[RLlib] SAC RLModule on new API stack. #42568

simonsays1980 · 2024-01-22T14:51:53Z

Why are these changes needed?

Transferring to the new stack SAC needs to be implemented with an RLModule. This PR delivers the files needed to define and configure the SACRLModule. Implementation is in PyTorch.

Related issue number

Closes #37778

Checks

I've signed off every commit(by using the -s flag, i.e., git commit -s) in this PR.
I've run scripts/format.sh to lint the changes in this PR.
I've included any doc changes needed for https://docs.ray.io/en/master/.
- I've added any new APIs to the API Reference. For example, if I added a
  method in Tune, I've added it in doc/source/tune/api/ under the
  corresponding .rst file.
I've made sure the tests are passing. Note that there might be a few flaky tests, see the recent failures at https://flakey-tests.ray.io/
Testing Strategy
- Unit tests
- Release tests
- This PR is not tested :(

Signed-off-by: Simon Zehnder <simon.zehnder@gmail.com>

rllib/models/torch/torch_distributions.py

rllib/algorithms/sac/sac_rl_module.py

sven1977 · 2024-01-23T13:21:09Z

rllib/algorithms/sac/sac_rl_module.py

+
+@ExperimentalAPI
+class SACRLModule(RLModule, RLModuleWithTargetNetworksInterface):
+    def setup(self):


Add override decorator.

Question: Should we call super here or not?

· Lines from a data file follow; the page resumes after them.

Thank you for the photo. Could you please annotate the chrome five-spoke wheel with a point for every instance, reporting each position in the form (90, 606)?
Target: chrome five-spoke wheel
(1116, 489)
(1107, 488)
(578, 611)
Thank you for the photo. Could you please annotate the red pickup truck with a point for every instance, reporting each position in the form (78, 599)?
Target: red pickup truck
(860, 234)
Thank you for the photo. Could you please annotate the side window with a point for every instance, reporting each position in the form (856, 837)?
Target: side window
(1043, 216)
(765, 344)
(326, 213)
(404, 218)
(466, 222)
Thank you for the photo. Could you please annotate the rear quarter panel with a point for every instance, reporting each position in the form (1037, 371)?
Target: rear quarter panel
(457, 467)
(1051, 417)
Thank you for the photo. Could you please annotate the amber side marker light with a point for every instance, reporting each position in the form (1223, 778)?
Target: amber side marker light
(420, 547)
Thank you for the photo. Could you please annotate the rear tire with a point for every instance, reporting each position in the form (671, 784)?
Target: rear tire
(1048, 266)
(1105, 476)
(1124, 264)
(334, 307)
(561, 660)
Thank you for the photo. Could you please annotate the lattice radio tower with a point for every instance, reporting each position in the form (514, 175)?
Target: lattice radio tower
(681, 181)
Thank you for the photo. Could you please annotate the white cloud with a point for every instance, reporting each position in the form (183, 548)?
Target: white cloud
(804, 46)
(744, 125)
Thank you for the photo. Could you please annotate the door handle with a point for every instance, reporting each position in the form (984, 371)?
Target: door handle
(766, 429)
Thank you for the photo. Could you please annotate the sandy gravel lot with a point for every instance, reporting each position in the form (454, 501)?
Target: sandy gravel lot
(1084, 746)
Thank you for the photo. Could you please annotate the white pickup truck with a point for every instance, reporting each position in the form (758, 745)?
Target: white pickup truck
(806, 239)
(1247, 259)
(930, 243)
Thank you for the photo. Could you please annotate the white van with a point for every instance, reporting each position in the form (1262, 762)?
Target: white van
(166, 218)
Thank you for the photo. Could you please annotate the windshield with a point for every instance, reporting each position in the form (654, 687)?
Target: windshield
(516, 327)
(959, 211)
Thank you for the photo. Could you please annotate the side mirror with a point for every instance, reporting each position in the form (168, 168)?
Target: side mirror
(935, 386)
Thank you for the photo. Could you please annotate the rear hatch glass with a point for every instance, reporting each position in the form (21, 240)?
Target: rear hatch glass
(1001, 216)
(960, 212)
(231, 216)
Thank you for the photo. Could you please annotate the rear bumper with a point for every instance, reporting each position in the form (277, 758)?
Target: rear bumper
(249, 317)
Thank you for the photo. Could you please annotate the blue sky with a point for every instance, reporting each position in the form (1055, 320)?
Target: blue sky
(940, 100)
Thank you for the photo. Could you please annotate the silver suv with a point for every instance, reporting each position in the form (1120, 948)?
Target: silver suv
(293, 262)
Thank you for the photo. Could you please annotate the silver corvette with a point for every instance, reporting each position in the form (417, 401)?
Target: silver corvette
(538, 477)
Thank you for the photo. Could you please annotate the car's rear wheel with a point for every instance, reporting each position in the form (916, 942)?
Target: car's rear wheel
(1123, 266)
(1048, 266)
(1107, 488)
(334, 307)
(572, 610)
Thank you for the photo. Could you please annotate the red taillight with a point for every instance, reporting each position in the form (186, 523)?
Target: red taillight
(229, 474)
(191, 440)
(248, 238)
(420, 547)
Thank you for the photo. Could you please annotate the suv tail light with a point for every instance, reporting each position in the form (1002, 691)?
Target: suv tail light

We should try to be super consistent and clear about the two decorators:

@OverrideToImplementCustomLogic
and
@OverrideToImplementCustomLogic_CallToSuperRecommended

Can you check, whether these already exist in the base: RLModule.setup() and if not add them as applicable?

Both are used in the super class. I think I remember that I ran into an error when calling super().setup(). I have to recheck, when testing.

rllib/algorithms/sac/sac_rl_module.py

sven1977 · 2024-01-23T13:27:02Z

rllib/algorithms/sac/sac_rl_module.py

+        self.action_dist_cls = catalog.get_action_dist_cls(framework=self.framework)
+
+        # Define the temperature.
+        self.alpha = self.config.model_config_dict["initial_alpha"]


Dumb question: How do we get this config.initial_alpha into the model config dict?
I had the same problem for DreamerV3 (and other algos) and I think we need to come up with a non-hacky solution for this problem.

Constraint here:

We don't want to have to pass the entire AlgorithmConfig into RLModule constructors as we envision RLModules to be used completely outside of RLlib in production.

Here, we actually do not need it in the model_config_dict as it is now only used in the learner. In general we have to solve this more consistently.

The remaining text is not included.